We have to step up efforts to monitor progress together, based on reliable information, and in critical areas with only limited progress so far, especially in gender equality and the empowerment of women and girls and securing their rights to development. Capacities need to be strengthened to evaluate achievements and development impact and hold partners more effectively answerable. This is critical to instill the sense of trust and truthfulness we have talked about over the last two days.

At the global level, progress on trends in development cooperation has to be measured independently.

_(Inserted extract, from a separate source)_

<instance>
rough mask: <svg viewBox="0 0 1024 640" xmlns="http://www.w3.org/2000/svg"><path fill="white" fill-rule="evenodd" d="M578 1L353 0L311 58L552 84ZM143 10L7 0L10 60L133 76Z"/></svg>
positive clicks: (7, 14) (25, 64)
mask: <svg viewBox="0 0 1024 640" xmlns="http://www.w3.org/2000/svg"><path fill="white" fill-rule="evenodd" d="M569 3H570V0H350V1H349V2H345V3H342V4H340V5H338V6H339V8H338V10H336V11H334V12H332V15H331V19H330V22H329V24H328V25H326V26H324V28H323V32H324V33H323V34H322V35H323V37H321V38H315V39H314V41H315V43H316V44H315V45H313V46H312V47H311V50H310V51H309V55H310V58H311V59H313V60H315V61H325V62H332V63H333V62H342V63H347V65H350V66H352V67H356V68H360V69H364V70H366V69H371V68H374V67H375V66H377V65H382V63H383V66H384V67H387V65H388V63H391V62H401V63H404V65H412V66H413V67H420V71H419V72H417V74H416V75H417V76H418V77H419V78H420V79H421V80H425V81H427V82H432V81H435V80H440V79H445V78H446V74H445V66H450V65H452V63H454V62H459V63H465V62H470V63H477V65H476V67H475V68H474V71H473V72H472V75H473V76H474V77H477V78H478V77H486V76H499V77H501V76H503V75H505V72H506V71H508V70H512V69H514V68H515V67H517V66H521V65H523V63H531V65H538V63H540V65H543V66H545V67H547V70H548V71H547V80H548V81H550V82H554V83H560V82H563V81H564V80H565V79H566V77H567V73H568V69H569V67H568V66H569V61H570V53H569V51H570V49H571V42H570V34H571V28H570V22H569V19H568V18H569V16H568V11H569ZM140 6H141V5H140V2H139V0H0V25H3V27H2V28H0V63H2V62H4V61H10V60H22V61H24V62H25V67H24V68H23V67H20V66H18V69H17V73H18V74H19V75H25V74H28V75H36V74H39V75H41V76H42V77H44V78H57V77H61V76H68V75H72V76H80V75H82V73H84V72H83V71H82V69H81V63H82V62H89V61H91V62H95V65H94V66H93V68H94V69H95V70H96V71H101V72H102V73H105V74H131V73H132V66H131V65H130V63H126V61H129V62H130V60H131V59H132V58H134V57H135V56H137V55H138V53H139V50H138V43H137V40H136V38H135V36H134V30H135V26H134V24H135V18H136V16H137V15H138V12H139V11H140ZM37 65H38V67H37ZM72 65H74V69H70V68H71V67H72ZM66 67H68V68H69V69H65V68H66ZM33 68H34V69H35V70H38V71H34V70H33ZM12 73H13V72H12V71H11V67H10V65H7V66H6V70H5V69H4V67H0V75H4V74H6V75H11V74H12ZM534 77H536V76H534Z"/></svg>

The United Nations is central to this effort.  For local, national, regional and other global mechanisms for monitoring and accountability to work hand-in-hand, the United Nations can be the powerhouse for a legitimate and people-centred review. A review that builds on decentralized efforts, bottom up and with all actors engaged.

Looking to the 2014 to 2016 cycle, the Forum will be geared towards providing specific inputs on the future of development cooperation to the content and design of a post 2015 development agenda.  The forum will keep a strong emphasis on the future role of ODA as primary investment in many underfunded sectors and smart catalyst for other sources of financing, including domestic resource mobilization. The Forum will further strengthen synergies with the Global Partnership for Effective Development Cooperation and other relevant processes. It will continue to address critical and often underexposed issues related to international development cooperation that will guide member states and other stakeholders in their efforts to implement a common vision of sustainable development for all.

We are looking ahead to two exciting years and your continued contributions and participation in the Forum and its preparatory process.

I would also like to thank the entire DESA team, including the Office of ECOSOC Support and Coordination and the Division for Sustainable Development and our colleagues from Conference Management, Security and Public Information for the outstanding support provided throughout this week.

I thank you and wish you a safe journey home.